9. Pour fixer à trois ans la durée de l'interdiction de retour sur le territoire français, la préfète de l'Ariège s'est fondée sur cinq motifs successifs : la perte du droit de se maintenir sur le territoire français, l'absence de menace en cas de retour en Algérie, la menace avérée à l'ordre public, la soustraction à une précédente mesure d'éloignement et, enfin, l'absence de liens personnels et familiaux anciens, intenses et stables en France. Le requérant fait valoir que le premier de ces motifs n'est pas au nombre des critères légaux prévus par les dispositions des articles L. 612-6 et L. 612-10 du code de l'entrée et du séjour des étrangers et du droit d'asile permettant de prononcer et de fixer la durée de l'interdiction de retour sur le territoire français.

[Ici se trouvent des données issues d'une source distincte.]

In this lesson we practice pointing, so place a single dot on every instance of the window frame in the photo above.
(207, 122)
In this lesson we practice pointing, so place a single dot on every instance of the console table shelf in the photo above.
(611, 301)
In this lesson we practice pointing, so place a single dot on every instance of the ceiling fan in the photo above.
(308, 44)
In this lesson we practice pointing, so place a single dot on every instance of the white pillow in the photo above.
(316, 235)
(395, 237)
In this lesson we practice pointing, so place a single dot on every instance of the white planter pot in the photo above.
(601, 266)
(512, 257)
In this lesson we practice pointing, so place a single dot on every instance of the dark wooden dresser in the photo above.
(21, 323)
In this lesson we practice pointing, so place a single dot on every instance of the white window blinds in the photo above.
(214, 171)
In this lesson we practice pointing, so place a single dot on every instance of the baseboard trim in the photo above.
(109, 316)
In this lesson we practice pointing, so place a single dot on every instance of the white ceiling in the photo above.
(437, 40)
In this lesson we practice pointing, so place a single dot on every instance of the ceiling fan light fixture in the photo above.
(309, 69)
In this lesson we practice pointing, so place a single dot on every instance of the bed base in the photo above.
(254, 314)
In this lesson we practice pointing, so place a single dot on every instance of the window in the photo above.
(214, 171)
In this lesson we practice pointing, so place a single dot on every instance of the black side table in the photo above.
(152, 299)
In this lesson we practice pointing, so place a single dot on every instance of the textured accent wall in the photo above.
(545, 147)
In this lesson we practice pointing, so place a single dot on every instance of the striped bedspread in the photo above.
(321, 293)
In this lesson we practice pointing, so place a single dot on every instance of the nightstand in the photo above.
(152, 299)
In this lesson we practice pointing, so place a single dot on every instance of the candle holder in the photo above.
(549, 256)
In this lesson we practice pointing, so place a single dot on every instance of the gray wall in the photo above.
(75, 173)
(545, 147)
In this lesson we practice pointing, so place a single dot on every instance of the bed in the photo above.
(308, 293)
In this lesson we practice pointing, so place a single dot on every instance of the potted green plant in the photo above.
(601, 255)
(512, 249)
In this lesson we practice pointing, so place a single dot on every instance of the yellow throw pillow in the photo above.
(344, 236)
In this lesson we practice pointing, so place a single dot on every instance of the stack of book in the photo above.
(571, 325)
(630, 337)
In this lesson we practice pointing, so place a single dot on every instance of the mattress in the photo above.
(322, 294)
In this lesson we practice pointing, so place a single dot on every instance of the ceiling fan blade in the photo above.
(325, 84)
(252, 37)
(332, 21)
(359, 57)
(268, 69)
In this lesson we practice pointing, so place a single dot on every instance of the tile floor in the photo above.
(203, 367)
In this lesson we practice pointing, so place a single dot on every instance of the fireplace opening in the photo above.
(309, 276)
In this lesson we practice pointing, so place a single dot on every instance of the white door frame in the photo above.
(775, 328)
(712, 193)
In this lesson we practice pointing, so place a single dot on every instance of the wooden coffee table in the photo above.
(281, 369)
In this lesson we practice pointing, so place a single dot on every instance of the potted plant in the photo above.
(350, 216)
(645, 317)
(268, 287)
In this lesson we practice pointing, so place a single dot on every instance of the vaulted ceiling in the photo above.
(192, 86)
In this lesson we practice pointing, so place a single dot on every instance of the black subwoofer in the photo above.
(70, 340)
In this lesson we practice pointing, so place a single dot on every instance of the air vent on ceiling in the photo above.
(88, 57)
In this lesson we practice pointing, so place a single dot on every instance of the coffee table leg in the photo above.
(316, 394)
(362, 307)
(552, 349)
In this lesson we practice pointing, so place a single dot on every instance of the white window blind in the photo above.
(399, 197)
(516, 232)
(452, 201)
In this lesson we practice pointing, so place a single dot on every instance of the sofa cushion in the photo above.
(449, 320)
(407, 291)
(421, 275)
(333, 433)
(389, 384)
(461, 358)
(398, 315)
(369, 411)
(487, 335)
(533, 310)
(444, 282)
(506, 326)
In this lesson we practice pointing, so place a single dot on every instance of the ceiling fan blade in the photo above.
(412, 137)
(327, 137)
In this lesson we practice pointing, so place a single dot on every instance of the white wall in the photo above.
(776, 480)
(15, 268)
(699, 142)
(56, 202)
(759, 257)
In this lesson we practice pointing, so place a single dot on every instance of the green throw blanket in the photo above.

Cependant, il résulte de l'instruction, que la préfète aurait pris la même décision, tant dans le principe que dans la durée, si elle ne s'était fondée que sur les quatre autres motifs retenus. Dans ces conditions, le moyen tiré de l'erreur de droit doit être écarté.

10. Il résulte de tout ce qui précède que M. D n'est pas fondé à solliciter l'annulation de l'arrêté litigieux en date du 14 décembre 2022.

Sur les conclusions à fin d'injonction :

11. Le présent jugement rejette les conclusions à fin d'annulation et n'implique aucune mesure d'exécution. Les conclusions à fin d'injonction sous astreinte sont donc rejetées.

Sur les frais liés aux litiges :

12. Les dispositions de l'article L. 761-1 du code de justice administrative font obstacle à ce que soient mises à la charge de l'Etat, qui n'a pas la qualité de partie perdante en l'espèce, les sommes réclamées au titre des frais exposés non compris dans les dépens.

D E C I D E :

Article 1er : M. D est admis au bénéfice de l'aide juridictionnelle provisoire.

Article 2 : Le surplus des conclusions de la requête est rejeté.

Article 3 : Le présent jugement sera notifié à M. E D, à Me Cazanave et à la préfète de l'Ariège.

Rendu public par mise à disposition au greffe le 20 février 2023.

Le magistrat désigné,

F. A Le greffier,

M. POUPART

La République mande et ordonne à la préfète de l'Ariège en ce qui la concerne et à tous commissaires de justice à ce requis, en ce qui concerne les voies de droit commun contre les parties privées de pourvoir à l'exécution de la présente décision.